Avobis Bio LLC, a US-based clinical stage company developing implantable cell therapies, announced Friday that the US Food and Drug Administration (FDA) has granted Regenerative Medicine Advanced Therapy (RMAT) designation for AVB-114, the company's lead therapeutic candidate for Crohn's perianal fistulas.
Building on its existing Fast Track Designation for AVB-114, RMAT designation provides additional benefits, including intensive FDA guidance, senior management support, and clinical trial design flexibility to help address development to address this serious unmet need.
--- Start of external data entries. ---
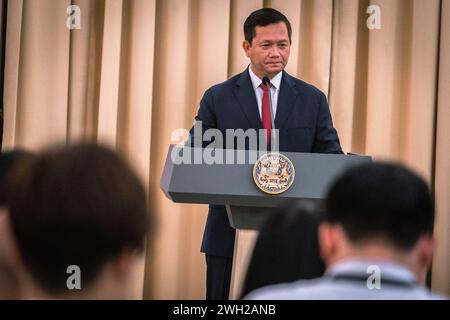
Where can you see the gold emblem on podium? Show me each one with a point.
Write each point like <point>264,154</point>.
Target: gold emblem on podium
<point>273,173</point>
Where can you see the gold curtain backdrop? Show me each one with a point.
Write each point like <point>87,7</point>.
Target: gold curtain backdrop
<point>136,71</point>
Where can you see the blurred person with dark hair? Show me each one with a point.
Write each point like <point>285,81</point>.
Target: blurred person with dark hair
<point>287,248</point>
<point>9,279</point>
<point>78,207</point>
<point>376,239</point>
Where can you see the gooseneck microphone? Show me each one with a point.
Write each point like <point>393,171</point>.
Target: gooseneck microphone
<point>266,82</point>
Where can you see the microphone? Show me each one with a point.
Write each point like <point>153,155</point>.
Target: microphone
<point>266,82</point>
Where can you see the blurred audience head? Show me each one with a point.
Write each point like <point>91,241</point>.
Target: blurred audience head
<point>379,210</point>
<point>79,219</point>
<point>9,280</point>
<point>287,248</point>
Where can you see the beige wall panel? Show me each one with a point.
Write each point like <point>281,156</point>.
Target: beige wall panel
<point>110,72</point>
<point>209,67</point>
<point>292,10</point>
<point>343,69</point>
<point>441,262</point>
<point>171,87</point>
<point>79,72</point>
<point>315,43</point>
<point>44,73</point>
<point>417,144</point>
<point>383,67</point>
<point>12,68</point>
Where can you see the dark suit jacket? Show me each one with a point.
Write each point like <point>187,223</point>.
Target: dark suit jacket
<point>303,119</point>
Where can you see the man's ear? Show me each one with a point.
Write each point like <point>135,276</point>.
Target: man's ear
<point>246,46</point>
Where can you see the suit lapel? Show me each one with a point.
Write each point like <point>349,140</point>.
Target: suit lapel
<point>247,100</point>
<point>287,96</point>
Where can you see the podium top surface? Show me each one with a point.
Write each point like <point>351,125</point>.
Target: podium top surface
<point>188,179</point>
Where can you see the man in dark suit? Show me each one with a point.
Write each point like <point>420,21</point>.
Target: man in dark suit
<point>301,115</point>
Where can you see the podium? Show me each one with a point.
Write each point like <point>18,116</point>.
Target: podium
<point>225,177</point>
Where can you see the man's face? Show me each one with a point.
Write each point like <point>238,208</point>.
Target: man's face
<point>269,50</point>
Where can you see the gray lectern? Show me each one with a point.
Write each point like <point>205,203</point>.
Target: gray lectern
<point>219,176</point>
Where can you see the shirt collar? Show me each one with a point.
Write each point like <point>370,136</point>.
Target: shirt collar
<point>256,81</point>
<point>360,266</point>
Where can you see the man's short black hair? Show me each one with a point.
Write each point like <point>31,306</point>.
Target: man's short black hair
<point>264,17</point>
<point>381,201</point>
<point>80,205</point>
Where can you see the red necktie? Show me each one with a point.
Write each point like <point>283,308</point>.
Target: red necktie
<point>267,122</point>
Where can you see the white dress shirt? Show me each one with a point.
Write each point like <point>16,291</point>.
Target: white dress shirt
<point>274,90</point>
<point>347,280</point>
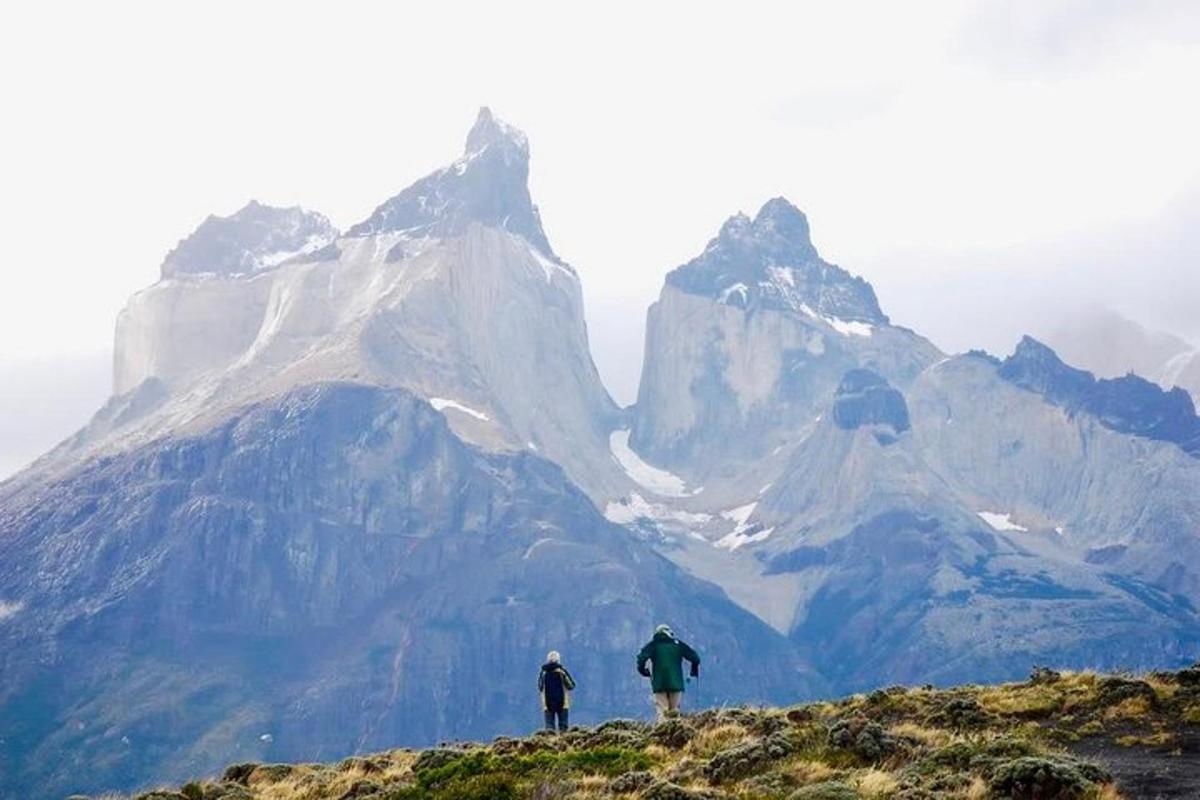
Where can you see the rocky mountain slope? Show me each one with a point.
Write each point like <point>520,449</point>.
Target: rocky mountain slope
<point>449,289</point>
<point>353,486</point>
<point>1072,737</point>
<point>329,572</point>
<point>1104,342</point>
<point>915,516</point>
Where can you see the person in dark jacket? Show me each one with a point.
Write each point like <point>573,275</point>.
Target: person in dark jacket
<point>666,654</point>
<point>555,684</point>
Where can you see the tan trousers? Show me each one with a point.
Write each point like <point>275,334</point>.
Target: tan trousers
<point>667,703</point>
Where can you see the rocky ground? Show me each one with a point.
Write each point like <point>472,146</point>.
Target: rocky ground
<point>1056,737</point>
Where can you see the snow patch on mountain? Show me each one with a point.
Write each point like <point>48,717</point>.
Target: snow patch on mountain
<point>635,509</point>
<point>659,481</point>
<point>844,326</point>
<point>442,403</point>
<point>550,266</point>
<point>743,531</point>
<point>9,609</point>
<point>1000,521</point>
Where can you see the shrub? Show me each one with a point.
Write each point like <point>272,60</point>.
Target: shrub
<point>1032,777</point>
<point>629,782</point>
<point>826,791</point>
<point>667,791</point>
<point>673,733</point>
<point>1044,675</point>
<point>864,739</point>
<point>481,787</point>
<point>743,759</point>
<point>239,773</point>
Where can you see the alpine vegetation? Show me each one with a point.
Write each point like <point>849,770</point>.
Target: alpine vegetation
<point>352,487</point>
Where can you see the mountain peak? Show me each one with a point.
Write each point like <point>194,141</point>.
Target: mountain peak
<point>1127,404</point>
<point>779,216</point>
<point>487,185</point>
<point>253,238</point>
<point>769,262</point>
<point>491,131</point>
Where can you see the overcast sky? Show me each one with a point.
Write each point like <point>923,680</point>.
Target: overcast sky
<point>982,163</point>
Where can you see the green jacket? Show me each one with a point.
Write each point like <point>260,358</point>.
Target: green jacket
<point>666,655</point>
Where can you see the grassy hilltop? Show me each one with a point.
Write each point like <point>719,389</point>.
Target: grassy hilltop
<point>1056,737</point>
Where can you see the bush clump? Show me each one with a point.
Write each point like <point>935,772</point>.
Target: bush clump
<point>1033,777</point>
<point>1044,675</point>
<point>867,740</point>
<point>673,733</point>
<point>743,759</point>
<point>826,791</point>
<point>960,714</point>
<point>629,782</point>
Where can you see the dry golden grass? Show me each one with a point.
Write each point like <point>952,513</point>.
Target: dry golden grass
<point>808,771</point>
<point>1163,690</point>
<point>1159,739</point>
<point>711,741</point>
<point>316,782</point>
<point>925,735</point>
<point>876,785</point>
<point>977,791</point>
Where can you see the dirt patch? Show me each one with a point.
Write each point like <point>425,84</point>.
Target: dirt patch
<point>1170,773</point>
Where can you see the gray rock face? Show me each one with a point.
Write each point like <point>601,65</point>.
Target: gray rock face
<point>1109,346</point>
<point>348,503</point>
<point>769,262</point>
<point>448,290</point>
<point>255,238</point>
<point>865,398</point>
<point>327,573</point>
<point>489,186</point>
<point>749,341</point>
<point>906,516</point>
<point>1129,404</point>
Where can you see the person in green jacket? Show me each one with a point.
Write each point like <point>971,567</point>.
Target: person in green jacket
<point>666,654</point>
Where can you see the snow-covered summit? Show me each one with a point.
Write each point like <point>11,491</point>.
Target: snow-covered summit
<point>252,239</point>
<point>769,262</point>
<point>487,185</point>
<point>489,131</point>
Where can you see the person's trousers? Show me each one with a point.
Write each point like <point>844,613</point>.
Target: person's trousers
<point>667,703</point>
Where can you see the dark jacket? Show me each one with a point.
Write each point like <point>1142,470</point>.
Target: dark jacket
<point>666,655</point>
<point>555,684</point>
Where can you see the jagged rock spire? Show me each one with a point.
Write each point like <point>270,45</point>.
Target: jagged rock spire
<point>487,185</point>
<point>769,262</point>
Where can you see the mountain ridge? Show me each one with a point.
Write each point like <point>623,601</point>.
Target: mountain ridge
<point>325,483</point>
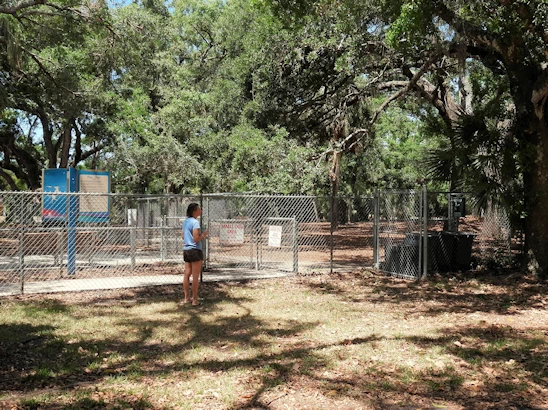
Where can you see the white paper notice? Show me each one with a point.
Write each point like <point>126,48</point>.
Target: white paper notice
<point>275,236</point>
<point>231,234</point>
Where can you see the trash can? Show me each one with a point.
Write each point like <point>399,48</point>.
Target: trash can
<point>456,250</point>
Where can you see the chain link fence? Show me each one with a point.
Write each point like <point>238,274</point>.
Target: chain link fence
<point>107,238</point>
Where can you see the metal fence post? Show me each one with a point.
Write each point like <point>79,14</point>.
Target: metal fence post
<point>162,238</point>
<point>132,234</point>
<point>22,257</point>
<point>425,230</point>
<point>332,228</point>
<point>376,218</point>
<point>295,246</point>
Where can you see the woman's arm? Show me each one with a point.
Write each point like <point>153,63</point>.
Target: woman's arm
<point>196,235</point>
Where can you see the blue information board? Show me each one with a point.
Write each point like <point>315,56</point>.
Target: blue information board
<point>57,182</point>
<point>94,208</point>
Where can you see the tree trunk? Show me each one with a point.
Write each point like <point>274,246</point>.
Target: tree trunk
<point>335,175</point>
<point>65,147</point>
<point>536,189</point>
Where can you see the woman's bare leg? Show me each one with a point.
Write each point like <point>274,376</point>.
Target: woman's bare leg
<point>196,269</point>
<point>186,277</point>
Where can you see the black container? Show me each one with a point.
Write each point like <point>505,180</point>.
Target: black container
<point>457,247</point>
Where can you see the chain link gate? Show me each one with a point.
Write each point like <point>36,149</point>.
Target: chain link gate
<point>119,239</point>
<point>259,232</point>
<point>399,245</point>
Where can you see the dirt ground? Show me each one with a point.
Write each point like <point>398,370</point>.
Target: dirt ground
<point>490,346</point>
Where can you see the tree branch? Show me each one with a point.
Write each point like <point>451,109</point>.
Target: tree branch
<point>412,82</point>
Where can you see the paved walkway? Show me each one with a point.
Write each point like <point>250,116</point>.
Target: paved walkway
<point>75,285</point>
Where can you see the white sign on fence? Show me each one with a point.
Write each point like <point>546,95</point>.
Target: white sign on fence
<point>231,234</point>
<point>275,236</point>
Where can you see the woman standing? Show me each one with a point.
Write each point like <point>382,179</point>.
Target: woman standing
<point>192,252</point>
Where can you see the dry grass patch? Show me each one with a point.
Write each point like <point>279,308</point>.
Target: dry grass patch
<point>345,341</point>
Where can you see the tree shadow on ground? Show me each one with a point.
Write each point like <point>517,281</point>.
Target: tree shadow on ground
<point>444,294</point>
<point>38,347</point>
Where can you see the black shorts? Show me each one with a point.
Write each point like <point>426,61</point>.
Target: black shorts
<point>193,255</point>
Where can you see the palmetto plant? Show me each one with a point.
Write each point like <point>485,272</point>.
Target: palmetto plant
<point>482,157</point>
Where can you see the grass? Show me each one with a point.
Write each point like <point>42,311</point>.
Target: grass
<point>343,342</point>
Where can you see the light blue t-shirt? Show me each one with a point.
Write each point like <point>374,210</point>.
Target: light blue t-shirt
<point>188,227</point>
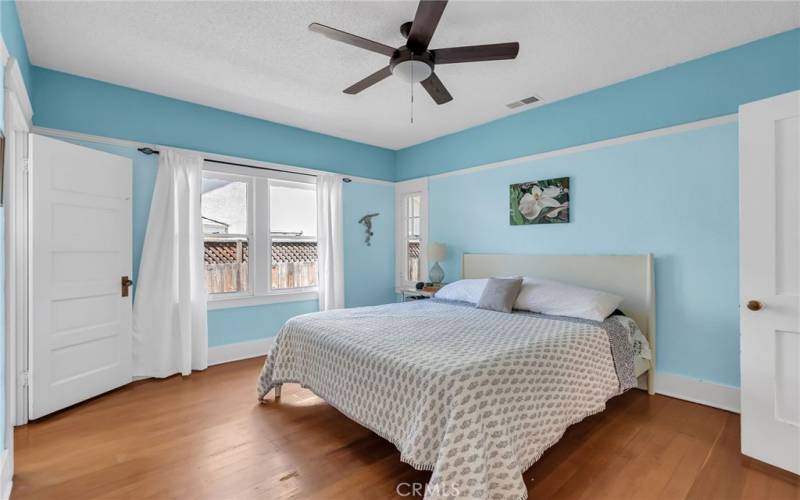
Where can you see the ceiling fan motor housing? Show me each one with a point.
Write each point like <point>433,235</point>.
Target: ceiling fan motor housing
<point>411,67</point>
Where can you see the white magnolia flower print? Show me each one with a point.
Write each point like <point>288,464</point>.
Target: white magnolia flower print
<point>531,204</point>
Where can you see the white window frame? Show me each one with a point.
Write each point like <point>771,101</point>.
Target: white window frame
<point>259,239</point>
<point>404,190</point>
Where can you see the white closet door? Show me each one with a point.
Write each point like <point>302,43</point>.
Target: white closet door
<point>769,154</point>
<point>80,330</point>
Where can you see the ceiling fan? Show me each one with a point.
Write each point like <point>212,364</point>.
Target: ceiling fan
<point>414,62</point>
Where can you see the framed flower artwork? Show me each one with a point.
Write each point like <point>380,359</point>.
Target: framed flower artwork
<point>540,202</point>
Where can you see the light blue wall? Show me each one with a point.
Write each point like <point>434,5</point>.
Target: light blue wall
<point>229,326</point>
<point>70,102</point>
<point>703,88</point>
<point>78,104</point>
<point>14,39</point>
<point>368,270</point>
<point>674,196</point>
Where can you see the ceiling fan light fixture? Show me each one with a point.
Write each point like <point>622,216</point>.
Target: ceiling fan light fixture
<point>412,70</point>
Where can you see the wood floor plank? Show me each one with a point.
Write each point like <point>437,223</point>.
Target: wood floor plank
<point>206,437</point>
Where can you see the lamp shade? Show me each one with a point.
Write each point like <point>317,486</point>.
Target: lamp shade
<point>437,252</point>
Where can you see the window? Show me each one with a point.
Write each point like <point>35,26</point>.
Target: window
<point>412,215</point>
<point>293,234</point>
<point>225,234</point>
<point>260,235</point>
<point>411,227</point>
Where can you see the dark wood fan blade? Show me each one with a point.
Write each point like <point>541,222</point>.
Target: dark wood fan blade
<point>350,39</point>
<point>436,89</point>
<point>473,53</point>
<point>369,81</point>
<point>425,21</point>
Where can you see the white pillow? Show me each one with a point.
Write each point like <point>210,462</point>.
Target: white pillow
<point>559,299</point>
<point>463,290</point>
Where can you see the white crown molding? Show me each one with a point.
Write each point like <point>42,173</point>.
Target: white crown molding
<point>685,127</point>
<point>3,52</point>
<point>79,136</point>
<point>238,351</point>
<point>14,83</point>
<point>700,391</point>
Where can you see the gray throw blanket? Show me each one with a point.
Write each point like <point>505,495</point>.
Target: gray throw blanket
<point>476,396</point>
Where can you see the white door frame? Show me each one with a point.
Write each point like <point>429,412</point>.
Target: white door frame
<point>18,115</point>
<point>17,118</point>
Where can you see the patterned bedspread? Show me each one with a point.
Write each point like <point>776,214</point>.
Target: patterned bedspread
<point>476,396</point>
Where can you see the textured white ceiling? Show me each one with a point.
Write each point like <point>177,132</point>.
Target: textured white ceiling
<point>259,59</point>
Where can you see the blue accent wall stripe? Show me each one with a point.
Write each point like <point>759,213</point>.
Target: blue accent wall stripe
<point>79,104</point>
<point>707,87</point>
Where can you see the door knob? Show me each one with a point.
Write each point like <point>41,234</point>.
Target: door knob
<point>755,305</point>
<point>126,284</point>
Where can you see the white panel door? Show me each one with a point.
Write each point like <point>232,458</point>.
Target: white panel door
<point>769,155</point>
<point>80,333</point>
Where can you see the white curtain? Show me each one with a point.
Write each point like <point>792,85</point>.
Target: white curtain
<point>330,242</point>
<point>170,331</point>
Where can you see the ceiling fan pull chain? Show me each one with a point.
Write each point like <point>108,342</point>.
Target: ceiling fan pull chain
<point>412,95</point>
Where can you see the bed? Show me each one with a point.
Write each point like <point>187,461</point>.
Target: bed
<point>475,396</point>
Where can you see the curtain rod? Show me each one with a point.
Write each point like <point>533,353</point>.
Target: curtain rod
<point>151,151</point>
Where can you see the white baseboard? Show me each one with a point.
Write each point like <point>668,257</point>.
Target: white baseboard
<point>5,475</point>
<point>241,350</point>
<point>721,396</point>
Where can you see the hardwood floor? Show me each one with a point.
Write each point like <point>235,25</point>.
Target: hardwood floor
<point>205,437</point>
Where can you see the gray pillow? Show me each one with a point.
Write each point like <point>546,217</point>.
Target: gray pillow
<point>500,294</point>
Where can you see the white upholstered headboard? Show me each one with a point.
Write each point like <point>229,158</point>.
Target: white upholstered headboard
<point>630,276</point>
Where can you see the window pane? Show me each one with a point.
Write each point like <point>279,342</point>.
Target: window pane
<point>294,264</point>
<point>224,206</point>
<point>293,208</point>
<point>226,260</point>
<point>293,231</point>
<point>412,270</point>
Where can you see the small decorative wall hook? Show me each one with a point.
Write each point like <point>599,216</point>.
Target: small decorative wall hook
<point>367,221</point>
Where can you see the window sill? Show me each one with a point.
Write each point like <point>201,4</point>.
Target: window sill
<point>258,300</point>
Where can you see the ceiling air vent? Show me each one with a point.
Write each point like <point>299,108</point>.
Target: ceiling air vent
<point>523,102</point>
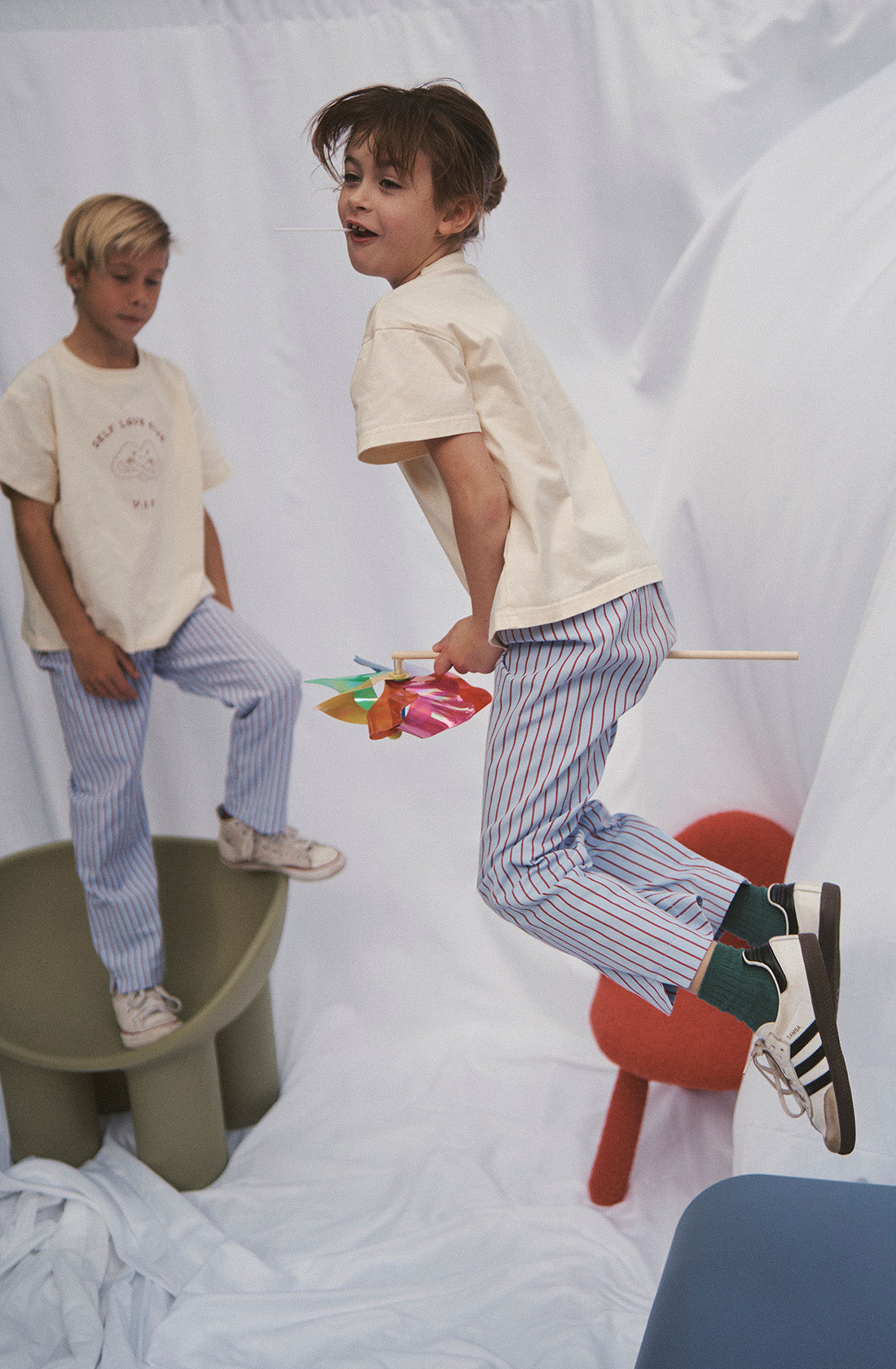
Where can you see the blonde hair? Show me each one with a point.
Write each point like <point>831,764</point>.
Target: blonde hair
<point>108,223</point>
<point>434,118</point>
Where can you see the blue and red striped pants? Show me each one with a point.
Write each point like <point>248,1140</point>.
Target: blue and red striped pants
<point>606,887</point>
<point>213,654</point>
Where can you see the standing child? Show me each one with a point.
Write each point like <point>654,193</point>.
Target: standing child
<point>567,607</point>
<point>104,456</point>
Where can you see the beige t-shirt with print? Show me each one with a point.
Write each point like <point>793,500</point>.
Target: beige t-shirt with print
<point>445,354</point>
<point>123,456</point>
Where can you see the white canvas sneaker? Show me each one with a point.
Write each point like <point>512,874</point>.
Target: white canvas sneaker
<point>241,847</point>
<point>145,1015</point>
<point>815,908</point>
<point>799,1053</point>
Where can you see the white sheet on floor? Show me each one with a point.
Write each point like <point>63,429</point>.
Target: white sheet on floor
<point>698,227</point>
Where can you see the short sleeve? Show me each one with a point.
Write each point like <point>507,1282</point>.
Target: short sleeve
<point>28,440</point>
<point>215,466</point>
<point>409,385</point>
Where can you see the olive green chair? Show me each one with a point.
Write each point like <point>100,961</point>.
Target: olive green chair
<point>62,1061</point>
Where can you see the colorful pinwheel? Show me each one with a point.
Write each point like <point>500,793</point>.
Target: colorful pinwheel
<point>419,704</point>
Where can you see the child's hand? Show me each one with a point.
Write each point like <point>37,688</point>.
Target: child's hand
<point>465,648</point>
<point>104,668</point>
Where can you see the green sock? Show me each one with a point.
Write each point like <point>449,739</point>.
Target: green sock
<point>753,916</point>
<point>747,992</point>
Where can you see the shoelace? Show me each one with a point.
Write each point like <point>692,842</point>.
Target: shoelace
<point>147,1002</point>
<point>288,839</point>
<point>784,1087</point>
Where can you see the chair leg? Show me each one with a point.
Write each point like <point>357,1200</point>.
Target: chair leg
<point>618,1141</point>
<point>178,1116</point>
<point>247,1063</point>
<point>51,1113</point>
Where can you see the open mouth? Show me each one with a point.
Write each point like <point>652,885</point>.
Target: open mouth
<point>358,231</point>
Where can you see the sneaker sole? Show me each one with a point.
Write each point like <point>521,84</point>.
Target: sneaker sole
<point>839,1112</point>
<point>133,1041</point>
<point>292,871</point>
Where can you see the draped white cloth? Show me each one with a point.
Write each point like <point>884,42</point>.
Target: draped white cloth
<point>700,229</point>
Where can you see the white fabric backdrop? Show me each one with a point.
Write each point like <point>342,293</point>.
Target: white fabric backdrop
<point>700,227</point>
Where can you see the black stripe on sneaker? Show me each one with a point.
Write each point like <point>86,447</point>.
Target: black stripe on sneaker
<point>810,1061</point>
<point>803,1039</point>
Preliminary clinical evidence is required for investigational regenerative medicines to receive RMAT designation. According to Avobis Bio, its phase I clinical trial (STOMP-I) demonstrated 76% drainage cessation in patients with persistent perianal Crohn's disease, 12 months after treatment. Additionally, primary analysis of the follow-on randomised multicentre phase II trial (STOMP-II) was recently completed. Results will be presented at the American College of Gastroenterology's 2025 Annual Scientific Meeting at Plenary Session 4B:IBD on Wednesday 29 October 2025 by Dr. David Schwartz, a STOMP-II investigator, professor of Medicine in the Division of Gastroenterology, Hepatology and Nutrition, and Department of Medicine, and director of the Inflammatory Bowel Disease Center at Vanderbilt University Medical Center.
Avobis Bio said that results from the phase II primary analysis are the latest milestone in its implantable cell therapy pipeline and provide new data to share in ongoing fundraising activities.